# Trueskill model with Neural Network adjusted performance

## Notes

This model assumes the following data structure:

**params**: Dict with 2 keys:
- "mu": NumPy array of mean skill values (num_players)
- "sigma": NumPy array of standard deviation skill values (num_players)

**game_info**: Dict with 4 keys:
- "player1": NumPy array with the player1 ids (num_games)
- "race1": NumPy array with one-hot-encoded race1 ids (num_games x num_races)
- "player2": NumPy array with the player2 ids (num_games)
- "race2": NumPy array with one-hot-encoded race2 ids (num_games x num_races)

**result**: NumPy array with the outcome of the games (num_games)
- -1: player1 wins
- 0: draw
- 1: player2 wins

In [1]:
import torch
from torch import nn
import pyro
import pyro.distributions as dist
from pyro.infer import SVI, Trace_ELBO, Predictive
from pyro.optim import Adam
from pyro.infer.autoguide import AutoDiagonalNormal

In [2]:
class RaceNet(nn.Module):
    def __init__(self, input_dim, hidden_dim=3, output_dim=2):
        super(RaceNet, self).__init__()

        self.net = nn.Sequential(
            nn.Linear(input_dim, hidden_dim),
            nn.ReLU(),
            nn.Linear(hidden_dim, hidden_dim),
            nn.ReLU(),
            nn.Linear(hidden_dim, output_dim)
        )

    def forward(self, x):

        race1 = x[:, 0]
        race2 = x[:, 1]
        x = torch.cat((race1, race2), dim=1)

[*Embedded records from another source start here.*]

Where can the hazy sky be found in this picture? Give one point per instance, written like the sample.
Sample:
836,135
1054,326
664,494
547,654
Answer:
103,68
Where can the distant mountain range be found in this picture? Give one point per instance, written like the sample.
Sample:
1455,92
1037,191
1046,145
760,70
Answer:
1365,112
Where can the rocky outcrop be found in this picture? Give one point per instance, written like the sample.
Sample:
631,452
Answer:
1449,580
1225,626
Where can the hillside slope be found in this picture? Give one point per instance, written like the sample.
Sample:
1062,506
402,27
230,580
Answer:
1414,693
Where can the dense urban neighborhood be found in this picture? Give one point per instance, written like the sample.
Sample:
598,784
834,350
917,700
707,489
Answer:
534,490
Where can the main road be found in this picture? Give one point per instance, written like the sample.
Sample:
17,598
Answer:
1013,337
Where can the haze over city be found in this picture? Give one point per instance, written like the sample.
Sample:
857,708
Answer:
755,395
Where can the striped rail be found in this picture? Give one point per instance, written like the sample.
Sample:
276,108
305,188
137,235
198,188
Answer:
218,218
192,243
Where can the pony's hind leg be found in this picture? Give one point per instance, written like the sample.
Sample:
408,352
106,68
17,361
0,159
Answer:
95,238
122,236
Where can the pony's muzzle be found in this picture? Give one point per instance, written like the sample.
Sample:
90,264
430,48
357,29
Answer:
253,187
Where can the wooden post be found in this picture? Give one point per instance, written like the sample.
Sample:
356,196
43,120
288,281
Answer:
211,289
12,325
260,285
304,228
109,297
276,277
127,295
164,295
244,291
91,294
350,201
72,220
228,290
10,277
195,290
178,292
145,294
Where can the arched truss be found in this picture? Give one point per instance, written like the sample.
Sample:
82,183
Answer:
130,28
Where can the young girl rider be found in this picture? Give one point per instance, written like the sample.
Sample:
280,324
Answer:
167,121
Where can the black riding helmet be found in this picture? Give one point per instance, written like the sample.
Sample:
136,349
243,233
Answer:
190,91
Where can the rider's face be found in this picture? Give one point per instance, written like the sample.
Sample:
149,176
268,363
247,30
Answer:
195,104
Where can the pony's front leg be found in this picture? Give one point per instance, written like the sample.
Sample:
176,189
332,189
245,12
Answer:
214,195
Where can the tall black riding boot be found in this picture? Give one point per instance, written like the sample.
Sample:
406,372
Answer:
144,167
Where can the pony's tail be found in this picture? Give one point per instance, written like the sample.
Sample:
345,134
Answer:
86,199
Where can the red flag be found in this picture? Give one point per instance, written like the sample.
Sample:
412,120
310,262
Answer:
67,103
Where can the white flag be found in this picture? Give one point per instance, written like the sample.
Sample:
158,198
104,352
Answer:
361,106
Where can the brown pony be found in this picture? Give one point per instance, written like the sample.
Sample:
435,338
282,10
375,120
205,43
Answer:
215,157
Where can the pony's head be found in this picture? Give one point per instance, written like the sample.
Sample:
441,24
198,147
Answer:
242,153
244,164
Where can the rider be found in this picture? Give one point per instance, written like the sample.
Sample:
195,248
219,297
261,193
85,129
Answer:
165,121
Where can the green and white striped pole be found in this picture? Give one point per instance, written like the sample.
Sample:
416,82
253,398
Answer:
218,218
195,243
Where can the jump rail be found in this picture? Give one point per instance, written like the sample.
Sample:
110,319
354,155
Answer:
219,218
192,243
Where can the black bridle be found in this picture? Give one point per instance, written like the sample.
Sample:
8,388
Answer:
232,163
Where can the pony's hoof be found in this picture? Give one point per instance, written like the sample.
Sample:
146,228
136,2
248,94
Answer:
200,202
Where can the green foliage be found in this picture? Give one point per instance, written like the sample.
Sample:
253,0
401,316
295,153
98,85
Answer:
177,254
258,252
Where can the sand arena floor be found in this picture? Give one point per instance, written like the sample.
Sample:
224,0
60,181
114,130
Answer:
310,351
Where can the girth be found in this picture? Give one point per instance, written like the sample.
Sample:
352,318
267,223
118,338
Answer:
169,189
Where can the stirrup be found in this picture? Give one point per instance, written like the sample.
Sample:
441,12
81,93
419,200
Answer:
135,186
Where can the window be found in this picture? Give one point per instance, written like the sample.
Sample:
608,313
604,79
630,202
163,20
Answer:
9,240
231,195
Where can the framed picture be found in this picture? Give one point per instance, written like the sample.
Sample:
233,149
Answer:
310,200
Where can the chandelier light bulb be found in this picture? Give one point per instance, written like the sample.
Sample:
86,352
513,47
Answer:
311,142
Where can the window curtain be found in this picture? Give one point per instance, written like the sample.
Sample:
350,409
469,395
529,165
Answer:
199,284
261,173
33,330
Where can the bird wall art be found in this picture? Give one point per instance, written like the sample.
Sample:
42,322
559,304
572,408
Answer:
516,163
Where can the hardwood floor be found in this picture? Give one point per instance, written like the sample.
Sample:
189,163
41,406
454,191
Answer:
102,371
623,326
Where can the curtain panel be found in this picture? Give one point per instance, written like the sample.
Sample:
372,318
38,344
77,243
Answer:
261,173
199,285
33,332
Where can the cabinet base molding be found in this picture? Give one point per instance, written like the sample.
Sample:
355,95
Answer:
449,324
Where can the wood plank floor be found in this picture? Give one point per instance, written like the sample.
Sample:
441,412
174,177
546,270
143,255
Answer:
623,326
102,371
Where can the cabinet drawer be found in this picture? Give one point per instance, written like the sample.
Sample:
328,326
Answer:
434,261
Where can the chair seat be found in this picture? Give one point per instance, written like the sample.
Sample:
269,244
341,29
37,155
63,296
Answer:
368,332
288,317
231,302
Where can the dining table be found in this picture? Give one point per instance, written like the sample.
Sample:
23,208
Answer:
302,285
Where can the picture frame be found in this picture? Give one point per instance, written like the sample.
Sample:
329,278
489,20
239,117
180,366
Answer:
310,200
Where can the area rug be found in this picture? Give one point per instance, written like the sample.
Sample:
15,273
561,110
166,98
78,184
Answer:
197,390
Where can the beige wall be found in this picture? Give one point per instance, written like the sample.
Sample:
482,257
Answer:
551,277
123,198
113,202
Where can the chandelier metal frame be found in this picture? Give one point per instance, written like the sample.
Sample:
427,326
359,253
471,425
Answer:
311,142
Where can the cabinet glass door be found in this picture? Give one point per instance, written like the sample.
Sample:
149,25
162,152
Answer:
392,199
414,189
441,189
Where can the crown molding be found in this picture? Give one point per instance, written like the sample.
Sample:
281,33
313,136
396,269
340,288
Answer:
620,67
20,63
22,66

        return self.net(x)

In [3]:
def model(params, game_info, result=None, device='cpu'):

    # Hyperparameters
    performance_sigma = torch.tensor(5.0).to(device)
    result_sigma = torch.tensor(1.0).to(device)
    mu = torch.tensor(params['mu']).to(device)
    sigma = torch.tensor(params['sigma']).to(device)

    # Data
    player1 = torch.tensor(game_info['player1'], dtype=int).to(device)
    race1 = torch.tensor(game_info['race1'], dtype=torch.float32).to(device)
    player2 = torch.tensor(game_info['player2'], dtype=int).to(device)
    race2 = torch.tensor(game_info['race2'], dtype=torch.float32).to(device)

    # Dimensions
    N = len(mu) # Number of players
    M = len(player1) # Number of games
    R = len(race1[0]) # Number of races

    # Neural network for racial performance bias
    NN = RaceNet(2*R).to(device)

    # Draw skill for each player
    with pyro.plate('players', N):
        skill = pyro.sample('skill', dist.Normal(mu, sigma))

    # Loop over games
    with pyro.plate('games', M):
        # Get skill for each player
        skill1 = skill[player1]
        skill2 = skill[player2]
        
        # Get racial bias
        bias = NN(torch.stack((race1, race2), dim=1))
        bias1 = bias[:, 0]
        bias2 = bias[:, 1]

        # Draw performance
        performance1 = pyro.sample('performance1', dist.Normal(skill1-bias1, performance_sigma))
        performance2 = pyro.sample('performance2', dist.Normal(skill2-bias2, performance_sigma))

        # Draw result
        if result is not None:
            result = torch.tensor(result, dtype=torch.float32).to(device)
        outcome = pyro.sample('result', dist.Normal(performance2 - performance1, result_sigma), obs=result)
        outcome = torch.sign(torch.round(outcome))

    return outcome

In [4]:
def train_loop(model, params, games, result, iters=1000, device='cpu'):
    print(f"Using device: {device}")
    svi = SVI(model, AutoDiagonalNormal(model), Adam({'lr': 0.03}), loss=Trace_ELBO())
    for step in range(iters):
        loss = svi.step(params, games, result=result, device=device)
        if step % 100 == 0:
            print('step', step, 'loss', loss)

In [5]:
# Run the model
# device = 'cuda' if torch.cuda.is_available() else 'cpu'
device = 'cpu'
params = {'mu': [100., 100.], 'sigma': [20., 20.]}
games = {'player1': [1, 0], 'race1': [[1, 0, 0],[0, 1, 0]], 'player2': [1, 0], 'race2': [[0, 0, 1],[1, 0, 0]]}
result = [0, 1]
train_loop(model, params, games, result, iters=1000, device=device)

Using device: cpu
step 0 loss 26.19870662689209
step 100 loss 15.711596250534058
step 200 loss 10.984839677810669
step 300 loss 10.48905897140503
step 400 loss 11.659853458404541
step 500 loss 12.114955425262451
step 600 loss 11.892566919326782
step 700 loss 12.781346321105957
step 800 loss 11.42769742012024
step 900 loss 11.348999500274658